%\VignetteIndexEntry{Using jetset}
%\VignetteKeywords{annotation, Affymetrix, hgu95av2, hgu133a, hgu133plus2, u133x3p}
%\VignetteDepends{org.Hs.eg.db}
%\VignettePackage{jetset}

\documentclass[10pt,a4paper]{article}

% \usepackage{a4wide}

% Replacement for now-defunct a4wide?
\usepackage{geometry}
\geometry{
  includeheadfoot,
  margin=2.54cm
}


% Change the Sweave path if the TeX engine does not find the file Sweave.sty
\usepackage{Sweave}
\usepackage{hyperref}

\begin{document}

\title{Jetset: selecting an optimal Affymetrix probe set to represent a gene}
\author{Qiyuan Li, Aron C Eklund}
\date{\today}

\maketitle


\tableofcontents

\section{Introduction}

On Affymetrix gene expression microarrays, a given gene may be detected by multiple probe sets which may deliver inconsistent or even contradictory measurements.
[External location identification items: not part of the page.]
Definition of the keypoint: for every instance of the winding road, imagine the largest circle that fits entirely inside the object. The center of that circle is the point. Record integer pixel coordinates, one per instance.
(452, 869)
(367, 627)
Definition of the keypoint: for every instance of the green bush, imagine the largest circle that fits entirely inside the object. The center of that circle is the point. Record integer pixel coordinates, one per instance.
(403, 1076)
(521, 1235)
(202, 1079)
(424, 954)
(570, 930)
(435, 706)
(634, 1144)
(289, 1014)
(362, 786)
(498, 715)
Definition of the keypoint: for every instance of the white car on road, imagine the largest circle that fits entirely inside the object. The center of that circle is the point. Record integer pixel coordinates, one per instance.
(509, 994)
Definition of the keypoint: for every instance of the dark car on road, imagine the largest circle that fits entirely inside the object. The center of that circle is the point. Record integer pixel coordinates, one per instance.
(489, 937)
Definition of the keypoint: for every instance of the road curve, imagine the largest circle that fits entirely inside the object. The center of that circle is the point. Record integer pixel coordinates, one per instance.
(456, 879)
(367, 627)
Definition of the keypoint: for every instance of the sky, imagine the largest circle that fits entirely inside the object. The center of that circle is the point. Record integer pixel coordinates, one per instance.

Therefore, obtaining an unambiguous expression estimate of a pre-specified gene can be nontrivial. We developed scoring methods to assess each probe set for specificity, coverage, and degradation resistance. We used these scores to select the optimal probe set for each gene, and thus create a simple one-to-one mapping between gene and probe set. 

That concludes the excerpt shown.